Feature selection method in Machine Learning.

24-07-2022
chuong xuan
0 Comments

In fact, not all data is clear, the features are useful for the model. For example, when we want to predict the price of a house, it doesn't matter whether the landlord is a boy or a girl. Therefore, it is quite important to choose features that are useful to the model, helping to reduce the number of input data dimensions.

Basically, we will use probability to calculate the relationship between each feature and the target field to be predicted. But the idea is that, using any formula or measure to determine if that feature is not good is still a great wisdom. In this article, you and I will learn through some formulas and calculations!

Mục lục

Feature selection method

Feature selection algorithms can be divided into three categories: filter methods, wrapper methods, and embedded methods.

Filter

This guy has the following characteristics:

Depends on the characteristics of the data
Will give lower performance than wrapper methods or embedded methods.
Methods: Variance , Correlation , Univariate selection , Multivariate selection .

About Constant, quasi-constant, duplicated features.

Constant features : display only one value for all observations in the dataset.

The simplest method to handle constant features. We will set a threshold (threshold) for the variance, features that do not meet that threshold will be discarded. (Can use sklearn to process)

 from sklearn.feature_selection import VarianceThreshold
 sel = VarianceThreshold(threshold=0)
 # fit finds the features with zero variance.
 sel.fit(X_train) 
 # get_support() method returns which features are retained.
 retained_features = sel.get_support()

It will return a bool sequence, we just need to look at it to know which features do not satisfy the condition.

Quasi-constant features : Similar to the constant features above, it's just that we can adjust the threshold to make the condition more stringent (for example, threshold = 0.01, the feature will be dropped when it has 99% value. alike).

Duplicated features : Are similar features, for example, one original feature and another feature is the label encoder of the original feature, then those two features are equivalent, we can drop one feature. Or multiple identical rows.

Method:

For small dataset: In pandas there is a function to evaluate if a dataframe contains duplicated rows. As for checking columns, we still use the duplicated() function, just transpose the matrix.
With big dataset: If using transpose with large data is definitely very memory consuming and not feasible. So we can use loop to find duplicated columns or use numpy library.

 for_, idx = np.unique(df.to_numpy(), axis=1, return_index=True)
df_uniq = df.iloc[:, np.sort(idx)]

Correlation

Using the correlation between two or more variables is also a good way to remove features with low correlation. The removal of highly correlated features helps the linear model work better, avoiding bias between features.

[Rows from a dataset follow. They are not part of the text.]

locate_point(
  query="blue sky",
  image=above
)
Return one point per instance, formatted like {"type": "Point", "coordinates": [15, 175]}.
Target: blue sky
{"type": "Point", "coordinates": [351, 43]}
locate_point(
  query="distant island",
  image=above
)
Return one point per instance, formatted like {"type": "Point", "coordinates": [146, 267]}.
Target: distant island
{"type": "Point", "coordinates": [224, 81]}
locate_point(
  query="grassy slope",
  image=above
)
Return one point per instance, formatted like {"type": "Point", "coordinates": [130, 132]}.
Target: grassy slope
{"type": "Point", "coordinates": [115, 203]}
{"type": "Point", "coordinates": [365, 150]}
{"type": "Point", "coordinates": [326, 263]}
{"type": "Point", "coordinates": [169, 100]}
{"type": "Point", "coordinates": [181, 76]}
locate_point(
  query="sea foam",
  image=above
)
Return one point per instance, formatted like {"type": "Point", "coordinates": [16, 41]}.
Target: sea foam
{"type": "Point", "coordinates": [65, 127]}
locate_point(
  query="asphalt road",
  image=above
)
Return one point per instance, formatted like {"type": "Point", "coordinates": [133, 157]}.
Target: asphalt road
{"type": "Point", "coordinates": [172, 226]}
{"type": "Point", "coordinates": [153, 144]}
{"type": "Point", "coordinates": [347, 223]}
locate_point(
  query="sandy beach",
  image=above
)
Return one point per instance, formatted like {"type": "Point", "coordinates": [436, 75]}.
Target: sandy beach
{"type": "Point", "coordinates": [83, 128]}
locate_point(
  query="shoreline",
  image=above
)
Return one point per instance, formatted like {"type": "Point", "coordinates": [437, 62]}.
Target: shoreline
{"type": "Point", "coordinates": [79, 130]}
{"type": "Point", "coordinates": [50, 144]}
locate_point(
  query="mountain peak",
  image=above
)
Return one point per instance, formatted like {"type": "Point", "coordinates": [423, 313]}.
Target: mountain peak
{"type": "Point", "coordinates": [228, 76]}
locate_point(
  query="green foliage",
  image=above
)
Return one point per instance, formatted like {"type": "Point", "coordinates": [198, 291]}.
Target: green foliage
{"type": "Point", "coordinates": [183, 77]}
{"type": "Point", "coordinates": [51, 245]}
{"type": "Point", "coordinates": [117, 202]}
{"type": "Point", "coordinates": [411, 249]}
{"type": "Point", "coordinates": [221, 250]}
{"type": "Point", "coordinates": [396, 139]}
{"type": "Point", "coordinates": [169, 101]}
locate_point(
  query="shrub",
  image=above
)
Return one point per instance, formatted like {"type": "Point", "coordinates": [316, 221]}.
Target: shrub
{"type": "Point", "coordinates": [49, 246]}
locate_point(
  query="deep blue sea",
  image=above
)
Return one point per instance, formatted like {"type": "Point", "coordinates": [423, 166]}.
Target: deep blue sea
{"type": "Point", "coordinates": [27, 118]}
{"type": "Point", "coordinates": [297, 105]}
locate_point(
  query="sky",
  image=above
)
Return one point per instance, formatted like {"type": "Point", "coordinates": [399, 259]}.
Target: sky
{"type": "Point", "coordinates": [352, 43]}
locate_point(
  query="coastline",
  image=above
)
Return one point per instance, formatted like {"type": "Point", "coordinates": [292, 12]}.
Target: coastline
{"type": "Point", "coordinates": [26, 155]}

We can test the feature with a low correlation target we can drop the feature.
Or check the correlation between feature and feature if two features have high correlation with each other, maybe those two features have the same information and we can drop 1 feature to reduce the dimensionality of the input data.

How to determine correlation coefficient .

Pearson's correlation coefficient

 sum((x1 -x1.mean) * (x2 - x2.mean) * (xn - xn.mean)) / var(x1) * var(x2) * var(xn)

Pearson's coefficient has a value in the range [-1,1]
The idea is to calculate the correlation between features, if 2 features have a correlation greater than the threshold that I set, I will drop one of those 2 features.

 corrmat = X_train.corr()
# plot
fig, ax = plt.subplots()
fig.set_size_inches(11,11)
sns.heatmap(corrmat)

def correlation(df, threshold):
 col_corr = set()
 corrmat = df.corr()
 for i in range(len(corrmat.columns)):
   for j in range(i):
   # interested in abs coefficient values
     if abs(corrmat.iloc[i, j]) > threshold:
 	col_corr.add(corrmat.columns[i]) 
 return col_corr

corr_feats = correlation(X_train, 0.8)
X_train.drop(labels=corr_feats, axis=1, inplace=True)

Statistical measures

There are a few methods and criteria for selecting features according to statistical methods as follows:

Information Gain
Univariate ROC-AUC/RMSE

For each of the above methods, there will be 2 steps as follows:

Evaluate features according to a certain criterion: Each feature will have an independent evaluation of other features when considering its relationship with the target.
Selecting high ranking fetures: Can we apply classification or regression models to evaluate a high ranking feature?. And of course, how much to know if the ranking is high or low depends on you.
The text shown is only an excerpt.